CROSS DOMAIN OPINION MINING USING MAXIMUM ENTROPY BASED CLASSIFIER
Author(s) -
V. Manimekalai,
S. Gomathi,
Rohini
Publication year - 2019
Publication title -
journal of physics. conference series
Language(s) - English
Resource type - Journals
SCImago Journal Rank - 0.21
H-Index - 85
eISSN - 1742-6596
pISSN - 1742-6588
DOI - 10.1088/1742-6596/1362/1/012065
Subject(s) - sentiment analysis , computer science , artificial intelligence , natural language processing , principle of maximum entropy , negation , bipartite graph , classifier (uml) , domain (mathematical analysis) , cluster analysis , graph , mathematics , theoretical computer science , mathematical analysis , programming language
The current analysis is play a dominant role in opinion mining is additionally referred to as sentiment analysis because of clear volume of opinion made net resource like discussion type, review sites, blogs, and tweets area unit on the market in digital type. Sentiment analysis is that the field of study that analyzes client opinion, feedback, sentiment analysis, attitudes and feeling from communication.

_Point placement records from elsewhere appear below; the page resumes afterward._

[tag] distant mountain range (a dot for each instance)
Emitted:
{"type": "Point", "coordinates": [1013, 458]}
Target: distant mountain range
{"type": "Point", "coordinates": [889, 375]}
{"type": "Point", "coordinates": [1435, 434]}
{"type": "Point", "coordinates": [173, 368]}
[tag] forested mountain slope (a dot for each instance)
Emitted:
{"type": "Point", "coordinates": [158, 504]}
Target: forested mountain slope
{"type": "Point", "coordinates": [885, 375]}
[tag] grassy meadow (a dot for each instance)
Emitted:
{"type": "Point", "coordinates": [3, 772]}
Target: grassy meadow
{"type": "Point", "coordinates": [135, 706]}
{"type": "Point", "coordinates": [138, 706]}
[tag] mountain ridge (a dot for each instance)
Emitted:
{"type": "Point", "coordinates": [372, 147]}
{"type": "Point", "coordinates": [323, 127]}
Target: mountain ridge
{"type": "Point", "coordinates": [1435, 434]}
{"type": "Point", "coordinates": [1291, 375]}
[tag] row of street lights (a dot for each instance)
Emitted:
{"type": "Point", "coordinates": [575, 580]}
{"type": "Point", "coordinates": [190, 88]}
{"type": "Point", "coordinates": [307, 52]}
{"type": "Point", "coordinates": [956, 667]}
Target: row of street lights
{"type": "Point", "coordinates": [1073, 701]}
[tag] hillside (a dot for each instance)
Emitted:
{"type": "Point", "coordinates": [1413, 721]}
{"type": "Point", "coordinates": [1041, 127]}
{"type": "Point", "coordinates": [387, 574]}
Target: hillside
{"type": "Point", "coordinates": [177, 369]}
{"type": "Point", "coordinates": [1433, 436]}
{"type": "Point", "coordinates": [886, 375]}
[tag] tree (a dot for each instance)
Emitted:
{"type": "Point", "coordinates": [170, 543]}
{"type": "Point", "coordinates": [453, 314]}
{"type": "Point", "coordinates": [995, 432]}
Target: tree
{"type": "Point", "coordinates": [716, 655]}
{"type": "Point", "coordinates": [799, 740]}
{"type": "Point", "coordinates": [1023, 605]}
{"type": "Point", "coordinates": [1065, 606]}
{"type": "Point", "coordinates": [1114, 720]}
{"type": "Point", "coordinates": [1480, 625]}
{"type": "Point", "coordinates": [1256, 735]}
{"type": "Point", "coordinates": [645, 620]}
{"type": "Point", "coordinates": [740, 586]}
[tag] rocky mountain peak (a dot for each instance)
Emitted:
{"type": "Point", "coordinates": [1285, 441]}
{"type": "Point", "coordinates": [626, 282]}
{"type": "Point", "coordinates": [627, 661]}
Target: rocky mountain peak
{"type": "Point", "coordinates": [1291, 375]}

At intervals fraction second, we have a tendency to classify the text in several manner in several seconds. It’s one in all the active analysis areas in linguistic communication process [NLP]. There are a unit range of techniques we want to classify the Opinion reviews. The main problematic in the sentiment analysis is to understand the usage of negation and the taxonomy of positive and negative sentiments recorded by the users in the social group. The proposed approach that extracts and classifies opinion words from one domain called source domain and predicts opinion words of another domain called target domain using a semi-supervised approach, its combines modified maximum entropy and bipartite graph clustering. A comparison of opinionclassification of reviews on four different product domains are presented. The results demonstrate that the proposed method perform relatively well in comparison to the other methods. Comparison of SentiWordNet of domain-specific and domain-independent words reveals that on an average 72.6% and 88.4% words, respectively, are correctly classified.